Meet “Epi”—the Ghost in Your Genes

This particular ghost can be a friend or foe, and can swing to the formidable fringes of each extreme. I’m writing about Epi, or better known as epigenome.

Remember the Human Genome Project? Well, that’s nothing—the genome can’t operate without an instruction manual, and that’s what the epigenome does. As well as providing instructions, the epigenome also regulates what the genome does.

Here’s how Epi can become your friend or foe: everything you eat, everything you’re exposed to, and every response and reaction to certain stimuli gets encoded into your eggs or sperm. Then, this information gets transmitted to the next two generations. The information gets expressed in different rates for each gender—males express their “negative information” in late childhood while women begin expressing theirs in the womb. We are all essentially the genomic and epigenomic expressions of our grandparents--their lives, their diet, and their experiences.

This is why you must eat cleanly, live cleanly, and have largely positive outcomes when it comes to relationships, responses, and reactions—you’re setting code for your kids and grandkids.

I learned this very interesting and absorbing material from a PBS/Nova Science show last night called The Ghost in Your Genes. It was so interesting that it dragged me away from The Daily Show and Stephen Colbert.

If you’d like more information about Epi, PBS provided this link. Another helpful article is here.

Sad to say, it’s already too late for the kids you have, as well as the grandkids (born or unborn)—you’ve already laid your mark upon them. All you can do now is pass on this information and hope future generations take it to heart and begin cleaning up the family’s DNA. This is going to be the key to affordable health care down the road—eliminating and avoiding disease simply by virtue of eating right and living right.

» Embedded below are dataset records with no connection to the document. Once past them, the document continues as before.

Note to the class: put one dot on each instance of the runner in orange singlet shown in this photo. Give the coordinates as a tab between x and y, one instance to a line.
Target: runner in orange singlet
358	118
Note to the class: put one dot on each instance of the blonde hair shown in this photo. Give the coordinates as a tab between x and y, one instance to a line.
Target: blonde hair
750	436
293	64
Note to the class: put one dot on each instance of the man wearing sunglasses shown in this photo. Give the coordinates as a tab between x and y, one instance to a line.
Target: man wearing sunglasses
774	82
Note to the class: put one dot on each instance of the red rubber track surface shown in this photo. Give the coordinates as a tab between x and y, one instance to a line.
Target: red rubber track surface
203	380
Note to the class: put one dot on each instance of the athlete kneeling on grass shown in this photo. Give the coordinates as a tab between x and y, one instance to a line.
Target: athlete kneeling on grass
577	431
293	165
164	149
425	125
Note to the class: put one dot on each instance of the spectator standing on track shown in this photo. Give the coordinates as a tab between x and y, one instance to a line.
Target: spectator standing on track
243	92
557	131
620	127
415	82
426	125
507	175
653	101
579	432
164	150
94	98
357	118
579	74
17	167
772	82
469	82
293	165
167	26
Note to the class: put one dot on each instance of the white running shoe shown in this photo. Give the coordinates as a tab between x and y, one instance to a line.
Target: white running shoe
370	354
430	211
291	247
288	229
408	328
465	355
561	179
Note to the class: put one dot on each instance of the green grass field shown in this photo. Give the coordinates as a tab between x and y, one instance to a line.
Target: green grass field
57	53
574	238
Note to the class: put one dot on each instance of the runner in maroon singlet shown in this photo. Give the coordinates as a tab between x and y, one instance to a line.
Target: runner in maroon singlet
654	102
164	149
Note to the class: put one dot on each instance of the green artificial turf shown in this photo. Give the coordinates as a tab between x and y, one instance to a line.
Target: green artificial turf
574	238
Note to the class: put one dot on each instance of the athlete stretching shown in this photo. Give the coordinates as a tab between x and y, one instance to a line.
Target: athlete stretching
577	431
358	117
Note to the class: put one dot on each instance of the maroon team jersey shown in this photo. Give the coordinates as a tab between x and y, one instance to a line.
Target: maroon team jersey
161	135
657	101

This is what led us down the path of disease and defect in the first place, and no government-sponsored program is going to get us out of it—we did this to ourselves, and continue to do it with every cigarette we light up, every drink of alcohol we take, every bite of non-nutritious, pesticide-laden food we eat, every drug (legal or no) we ingest, every emotional shock we experience, and every day we continue to carry out these very injurious actions. Now we also know the EXTENT of the damage we’re causing to ourselves and our family line, and how we can stop it.

We must think and act long-term, and remember that we're all living for three (instead of the old adage of mothers eating for two) each and every day.

UPDATE: Apparently now Australia has come around to epigenome eating with this article: You Are What Your Mother Eats.